OPINION:
Elaine Chao, the secretary of Transportation, is one of the most accomplished members of President Trump’s administration. She has led two Cabinet agencies, been a sub-cabinet official, a leader of an influential think tank, and a vital force for the cheerful conservatism grounded in the hard work and traditional values that made Ronald Reagan so popular with so many Americans.
More than that, she’s the wife of Mitch McConnell, the leader of the Republican majority in the U.S. Senate, and that makes her a special target of the Democrats who have said just about everything they have to say about the president. They’re growing weary of listening to themselves repeating themselves in rants about Donald Trump. Most of them can’t afford to hire professional writers to furnish fresh gall and unsalted wormwood, so Miss Chao is elected to be her husband’s surrogate.
She stands accused of using her position as secretary of Transportation to help her husband’s re-election to the Senate next year by steering shipments of pork to his home state of Kentucky. She has been further accused of using her Cabinet position to help her family’s shipping business.
The press attacks on Secretary Chao and an accompanying whispering campaign to pass along rumors founded on not much has come to a low boil, and the Democrats will no doubt turn up the heat under the pot as the campaigns of 2020 draw near. All of it has little to do with her conduct, in office or out, but to bring down Mr. McConnell next year.
One of the more “serious” allegations is that she meets personally with delegations of citizens from Kentucky, seeking help from her department on economic development projects in the state. Horrors! Has anyone ever heard of such malfeasance (and misfeasance)? A Cabinet secretary making herself accessible to regular folk from Owensboro, Danville and Bowling Green? Who can tell where this might lead? There’s a suggestion that she assigned a staffer to deal with issues that might intersect with items on her husband’s agenda.

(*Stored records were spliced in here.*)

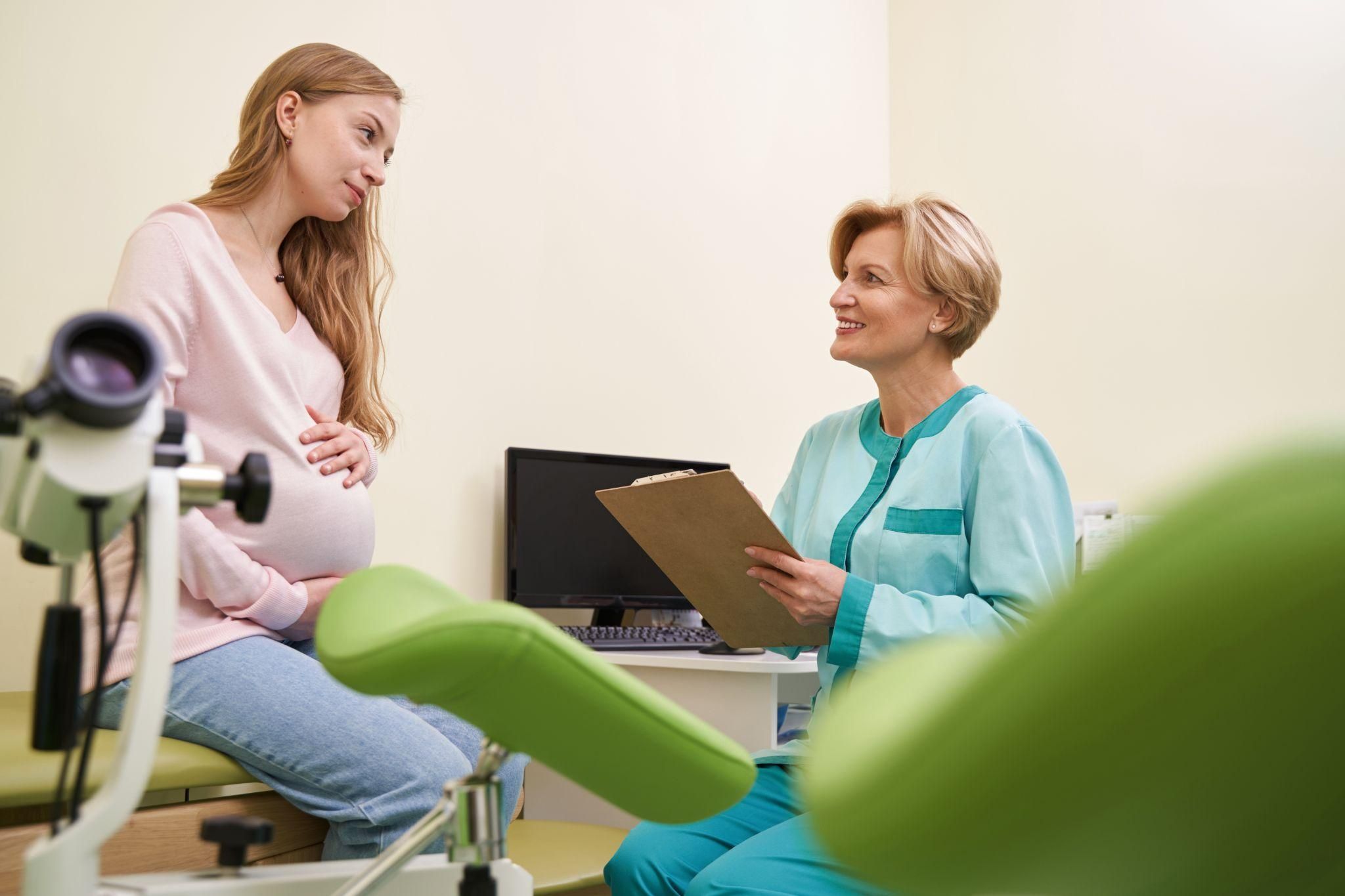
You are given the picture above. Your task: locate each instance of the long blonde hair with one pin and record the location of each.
(338, 273)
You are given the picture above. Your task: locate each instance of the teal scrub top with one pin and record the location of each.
(963, 526)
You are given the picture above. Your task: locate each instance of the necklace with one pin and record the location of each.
(280, 277)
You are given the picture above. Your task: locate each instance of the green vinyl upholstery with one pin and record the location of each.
(393, 630)
(1173, 726)
(29, 777)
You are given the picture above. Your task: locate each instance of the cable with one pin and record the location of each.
(58, 809)
(95, 507)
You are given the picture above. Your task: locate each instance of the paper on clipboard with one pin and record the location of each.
(695, 527)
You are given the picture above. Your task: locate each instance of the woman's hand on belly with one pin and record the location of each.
(347, 452)
(810, 590)
(318, 591)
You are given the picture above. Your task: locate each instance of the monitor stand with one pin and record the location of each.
(608, 616)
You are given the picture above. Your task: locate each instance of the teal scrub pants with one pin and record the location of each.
(762, 845)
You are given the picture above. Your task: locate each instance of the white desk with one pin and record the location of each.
(736, 694)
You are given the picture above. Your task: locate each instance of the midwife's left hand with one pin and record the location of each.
(810, 590)
(345, 448)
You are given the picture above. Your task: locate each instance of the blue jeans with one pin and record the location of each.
(763, 844)
(370, 766)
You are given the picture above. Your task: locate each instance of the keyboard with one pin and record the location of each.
(642, 637)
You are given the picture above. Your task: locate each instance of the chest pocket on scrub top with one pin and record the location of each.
(923, 550)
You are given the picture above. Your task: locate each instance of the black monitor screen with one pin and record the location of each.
(564, 548)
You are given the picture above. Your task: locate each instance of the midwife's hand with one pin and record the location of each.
(338, 442)
(318, 591)
(810, 590)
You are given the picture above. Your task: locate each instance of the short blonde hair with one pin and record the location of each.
(946, 255)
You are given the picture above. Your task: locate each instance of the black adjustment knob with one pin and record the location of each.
(234, 834)
(175, 427)
(249, 488)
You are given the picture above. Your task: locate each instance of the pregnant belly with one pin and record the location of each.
(314, 527)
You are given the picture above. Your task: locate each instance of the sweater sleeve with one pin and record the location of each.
(155, 286)
(1020, 523)
(373, 456)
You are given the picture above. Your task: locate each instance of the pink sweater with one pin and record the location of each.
(242, 383)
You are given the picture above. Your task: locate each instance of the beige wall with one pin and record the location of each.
(1164, 184)
(608, 221)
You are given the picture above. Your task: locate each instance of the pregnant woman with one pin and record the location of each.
(265, 299)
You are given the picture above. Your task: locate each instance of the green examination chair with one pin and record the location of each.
(1174, 726)
(393, 630)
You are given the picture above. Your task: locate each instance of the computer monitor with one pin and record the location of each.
(565, 550)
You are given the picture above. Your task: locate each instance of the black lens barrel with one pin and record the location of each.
(124, 347)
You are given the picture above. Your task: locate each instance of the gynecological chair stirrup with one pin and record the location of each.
(468, 819)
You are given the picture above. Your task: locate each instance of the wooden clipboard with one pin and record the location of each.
(695, 527)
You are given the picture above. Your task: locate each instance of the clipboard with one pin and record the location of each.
(695, 527)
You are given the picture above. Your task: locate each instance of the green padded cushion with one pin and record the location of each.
(29, 777)
(393, 630)
(563, 855)
(1173, 726)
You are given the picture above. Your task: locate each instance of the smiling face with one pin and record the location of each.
(341, 150)
(881, 320)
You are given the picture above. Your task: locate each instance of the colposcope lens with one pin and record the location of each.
(101, 371)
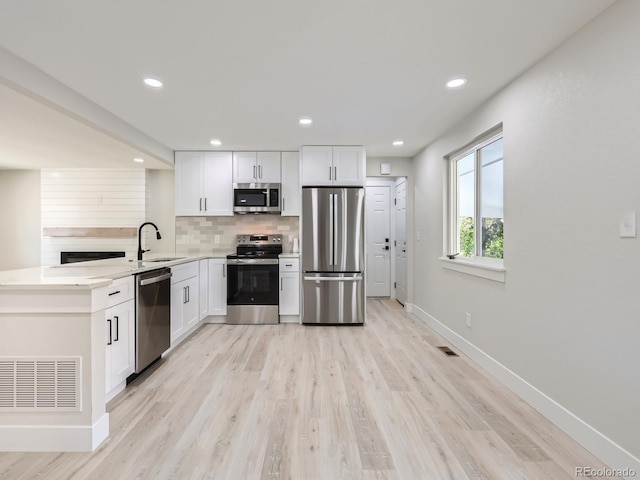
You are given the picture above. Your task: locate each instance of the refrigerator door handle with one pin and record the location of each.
(334, 279)
(331, 228)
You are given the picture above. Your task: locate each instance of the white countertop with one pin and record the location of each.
(91, 274)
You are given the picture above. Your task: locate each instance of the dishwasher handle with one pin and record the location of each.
(159, 278)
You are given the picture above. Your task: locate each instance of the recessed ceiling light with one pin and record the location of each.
(456, 82)
(153, 81)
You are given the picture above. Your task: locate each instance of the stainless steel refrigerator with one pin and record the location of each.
(333, 255)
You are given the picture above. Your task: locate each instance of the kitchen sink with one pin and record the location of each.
(166, 259)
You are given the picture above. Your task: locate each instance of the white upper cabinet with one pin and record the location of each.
(204, 184)
(188, 183)
(290, 184)
(269, 167)
(349, 166)
(339, 166)
(316, 166)
(256, 167)
(218, 184)
(245, 169)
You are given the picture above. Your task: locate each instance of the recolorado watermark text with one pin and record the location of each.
(591, 472)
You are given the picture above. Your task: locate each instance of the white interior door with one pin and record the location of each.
(400, 247)
(378, 214)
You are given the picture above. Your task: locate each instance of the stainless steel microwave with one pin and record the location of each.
(256, 198)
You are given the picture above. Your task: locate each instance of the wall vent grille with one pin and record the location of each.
(39, 384)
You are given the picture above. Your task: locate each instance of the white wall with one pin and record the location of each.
(567, 320)
(20, 219)
(92, 197)
(161, 210)
(400, 166)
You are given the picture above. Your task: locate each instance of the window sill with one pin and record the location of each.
(491, 270)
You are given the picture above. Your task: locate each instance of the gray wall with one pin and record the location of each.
(20, 219)
(567, 319)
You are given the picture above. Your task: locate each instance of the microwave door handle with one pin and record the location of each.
(331, 233)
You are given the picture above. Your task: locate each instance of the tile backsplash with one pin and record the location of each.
(196, 235)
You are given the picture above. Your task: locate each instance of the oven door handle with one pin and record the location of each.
(253, 261)
(333, 279)
(159, 278)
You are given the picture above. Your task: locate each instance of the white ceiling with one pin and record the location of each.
(367, 72)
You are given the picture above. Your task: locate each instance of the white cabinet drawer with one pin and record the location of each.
(121, 290)
(289, 264)
(184, 271)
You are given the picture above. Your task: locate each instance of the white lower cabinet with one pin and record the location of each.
(217, 288)
(289, 307)
(185, 307)
(120, 333)
(204, 286)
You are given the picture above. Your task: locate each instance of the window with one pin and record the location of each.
(477, 204)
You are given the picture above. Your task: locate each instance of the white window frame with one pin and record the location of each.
(485, 267)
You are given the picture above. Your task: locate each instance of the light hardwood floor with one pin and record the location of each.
(306, 403)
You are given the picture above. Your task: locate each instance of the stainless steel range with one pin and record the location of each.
(252, 280)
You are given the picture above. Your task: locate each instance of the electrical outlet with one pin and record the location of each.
(628, 225)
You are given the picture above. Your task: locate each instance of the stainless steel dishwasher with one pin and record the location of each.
(153, 316)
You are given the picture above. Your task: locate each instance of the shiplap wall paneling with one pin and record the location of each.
(91, 198)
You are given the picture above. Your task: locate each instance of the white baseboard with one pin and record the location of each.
(54, 438)
(215, 319)
(591, 439)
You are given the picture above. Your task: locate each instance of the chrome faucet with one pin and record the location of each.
(140, 251)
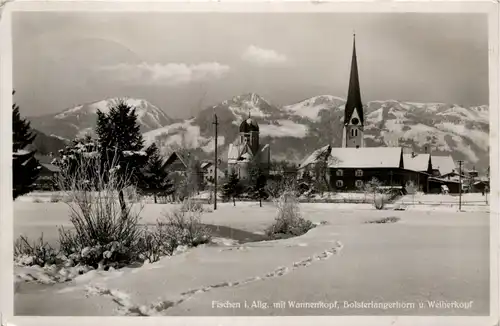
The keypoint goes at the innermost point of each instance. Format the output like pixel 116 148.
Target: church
pixel 351 166
pixel 246 151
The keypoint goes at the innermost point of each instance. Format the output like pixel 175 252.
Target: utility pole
pixel 460 185
pixel 216 162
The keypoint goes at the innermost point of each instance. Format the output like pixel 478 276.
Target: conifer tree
pixel 25 166
pixel 257 184
pixel 121 141
pixel 232 188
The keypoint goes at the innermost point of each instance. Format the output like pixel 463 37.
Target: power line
pixel 215 123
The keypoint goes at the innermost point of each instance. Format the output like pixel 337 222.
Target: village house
pixel 352 165
pixel 208 169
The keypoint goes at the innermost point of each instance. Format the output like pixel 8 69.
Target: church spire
pixel 354 92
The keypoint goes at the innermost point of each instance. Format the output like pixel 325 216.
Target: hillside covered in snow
pixel 294 131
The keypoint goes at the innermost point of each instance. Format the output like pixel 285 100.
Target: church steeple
pixel 353 114
pixel 354 93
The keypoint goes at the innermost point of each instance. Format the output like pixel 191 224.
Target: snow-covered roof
pixel 51 167
pixel 313 158
pixel 444 164
pixel 417 162
pixel 21 152
pixel 205 164
pixel 365 157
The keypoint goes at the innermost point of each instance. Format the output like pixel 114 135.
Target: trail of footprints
pixel 126 307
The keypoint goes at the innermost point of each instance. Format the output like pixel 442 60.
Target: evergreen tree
pixel 120 141
pixel 25 166
pixel 22 135
pixel 232 188
pixel 154 178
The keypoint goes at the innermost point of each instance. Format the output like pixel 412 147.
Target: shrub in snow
pixel 289 221
pixel 55 198
pixel 190 205
pixel 384 220
pixel 379 201
pixel 107 231
pixel 38 253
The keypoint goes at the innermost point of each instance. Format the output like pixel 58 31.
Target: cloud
pixel 263 57
pixel 171 74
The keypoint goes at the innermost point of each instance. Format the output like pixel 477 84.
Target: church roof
pixel 354 92
pixel 239 152
pixel 416 162
pixel 365 157
pixel 315 156
pixel 444 164
pixel 249 125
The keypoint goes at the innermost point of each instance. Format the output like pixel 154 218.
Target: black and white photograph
pixel 301 163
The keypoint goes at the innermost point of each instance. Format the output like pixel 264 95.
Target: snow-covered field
pixel 426 256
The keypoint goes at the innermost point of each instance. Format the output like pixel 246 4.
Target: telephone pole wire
pixel 216 162
pixel 460 185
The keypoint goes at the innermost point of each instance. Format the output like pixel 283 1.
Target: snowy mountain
pixel 295 131
pixel 81 119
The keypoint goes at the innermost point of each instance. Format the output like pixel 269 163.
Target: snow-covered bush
pixel 289 221
pixel 106 230
pixel 55 198
pixel 38 253
pixel 182 228
pixel 384 220
pixel 190 205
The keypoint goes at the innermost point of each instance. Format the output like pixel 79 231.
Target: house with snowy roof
pixel 246 150
pixel 352 165
pixel 208 169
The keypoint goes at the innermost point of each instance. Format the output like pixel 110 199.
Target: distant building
pixel 208 169
pixel 177 163
pixel 246 150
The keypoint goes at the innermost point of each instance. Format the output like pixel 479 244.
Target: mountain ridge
pixel 296 130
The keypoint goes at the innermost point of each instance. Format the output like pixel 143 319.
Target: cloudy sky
pixel 183 62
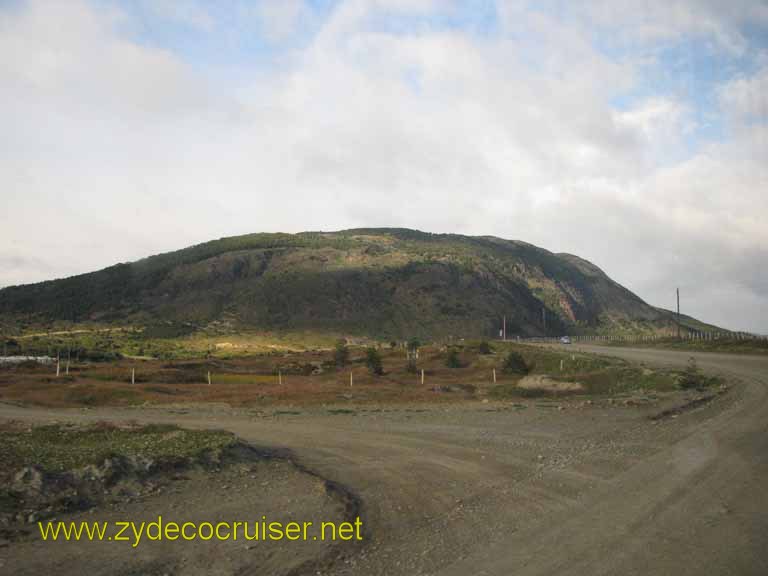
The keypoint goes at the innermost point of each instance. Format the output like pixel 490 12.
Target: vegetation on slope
pixel 383 283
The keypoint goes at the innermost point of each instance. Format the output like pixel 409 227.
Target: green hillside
pixel 383 283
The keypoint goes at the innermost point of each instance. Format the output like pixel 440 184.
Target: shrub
pixel 514 363
pixel 484 348
pixel 453 360
pixel 373 361
pixel 414 344
pixel 341 353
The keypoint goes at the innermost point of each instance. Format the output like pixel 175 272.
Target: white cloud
pixel 115 150
pixel 745 99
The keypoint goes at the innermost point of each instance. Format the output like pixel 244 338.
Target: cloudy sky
pixel 634 134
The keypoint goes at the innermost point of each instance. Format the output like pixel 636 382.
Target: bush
pixel 373 361
pixel 414 344
pixel 514 363
pixel 341 353
pixel 484 348
pixel 453 360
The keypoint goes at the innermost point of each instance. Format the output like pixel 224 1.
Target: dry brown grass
pixel 252 381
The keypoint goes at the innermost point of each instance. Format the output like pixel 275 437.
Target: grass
pixel 722 345
pixel 308 377
pixel 57 448
pixel 598 375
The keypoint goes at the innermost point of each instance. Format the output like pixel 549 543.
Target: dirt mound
pixel 544 383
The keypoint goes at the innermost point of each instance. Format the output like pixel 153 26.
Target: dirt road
pixel 498 489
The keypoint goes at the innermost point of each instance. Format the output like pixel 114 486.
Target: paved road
pixel 497 490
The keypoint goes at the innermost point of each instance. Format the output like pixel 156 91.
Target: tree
pixel 414 344
pixel 452 360
pixel 373 361
pixel 341 353
pixel 484 348
pixel 514 363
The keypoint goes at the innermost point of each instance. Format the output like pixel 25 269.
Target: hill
pixel 383 283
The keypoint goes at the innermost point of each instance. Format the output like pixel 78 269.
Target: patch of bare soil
pixel 546 384
pixel 240 484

Trying to get at a man through his wife is a low blow, but gallantry was slain in Washington long ago. It was inevitable that “the politics of personal destruction” would go nuclear.
For his part, the senator concedes that he has indulged pillow talk with his wife, perhaps some of it at the breakfast table. “I was complaining just last night,” he says, “that of 169 projects [under her jurisdiction] Kentucky got only 5. I hope we’ll do better next year.” A spokesman for Miss Chao — that’s Mrs. McConnell in real life — said “no state receives special treatment from the Department of Transportation.” In fact, Kentucky ranks 26th in population among the several states, and 25th in money disbursed by the department.
There’s always squealing at the trough when Congress passes out the pork. It’s the nature of the game. The big states — New York, California, Texas and Florida — are fond of griping that they pay the taxes and the smaller states get the gravy. Senators from the founding are graded by their constituents on “not what have you done for us, but what have you done for us lately.” And it’s never enough.
It’s not that the senator and the missus have done anything illegal, or even unethical. They’ve been proven guilty only of practicing representative government. The projects steered to Kentucky have gone to the people of Kentucky, black and white, liberal and conservative, and others. Perhaps, in a perfect world, only virgins, orphans, widows, bachelors and others untouched by human hands would be elected to public office and would do their jobs in isolation. But that’s not how politics works.
Frustrated Democrats and others on the left know this, too. Their beef is not with Elaine Chao, but with the senator’s blocking the nomination of Merrick Garland, a liberal Democrat, to the U.S. Supreme Court, depriving the liberal Democrats of tipping the ideological balance on the court leftward. That, too, is politics, and playing the game well.